Love’s a fickle thing. Everyone knows that Romeo loved Juliet – but what happened to the fair Rosaline who was so hastily discarded by the young buck at the beginning of Shakespeare’s romantic tragedy?
The Bard’s greatest love story opens with the love-struck Romeo writing passionate poems and letters.
In much the same way as Tom Stoppard rescued Rosencrantz and Guildenstern from bit parts in Hamlet so has playwright Sharon Jennings come up with a spin-off from Romeo And Juliet.
In Romeo And Rosaline, opening in January at Clapham’s Bread & Roses Theatre, we’re give a clue.

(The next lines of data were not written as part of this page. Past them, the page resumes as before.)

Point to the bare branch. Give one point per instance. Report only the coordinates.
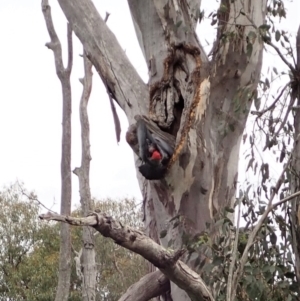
(119, 75)
(70, 49)
(63, 74)
(166, 261)
(55, 44)
(150, 286)
(233, 257)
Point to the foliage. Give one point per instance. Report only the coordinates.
(30, 251)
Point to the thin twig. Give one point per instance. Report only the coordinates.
(272, 106)
(233, 257)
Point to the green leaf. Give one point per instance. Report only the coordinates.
(163, 233)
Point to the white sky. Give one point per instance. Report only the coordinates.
(30, 103)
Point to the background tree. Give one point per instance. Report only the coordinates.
(202, 102)
(30, 252)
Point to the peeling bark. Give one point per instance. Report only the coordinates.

With each scene mirroring the action of Shakespeare’s original, the Fentiman Players have come up with a tragi-comedy of someone who thinks she’s the main character, but who isn’t really in it at all.
Said Sharon: “The wish to present such a position, experienced by many of us at different times in our lives, was one of my inspirations for the play.
“I call the play a tragi-comedy, because – despite the many laughs in it – the ending is a sad anti-climax.
“To quote one of our reviewers: ‘The theatre-goer is lured in by fun and intrigue only to be hit suddenly with the full implications of has-been-ness….(This) is an exploration of isolation and ex-importance’.”
“We took it to the Brighton Fringe last year and it was very well received, being short-listed for Best New Play”
Romeo And Rosaline, directed by Matthew Gould, runs at London’s newest fringe venue, The Bread and Roses, Clapham Manor Street, from January 27-February 14.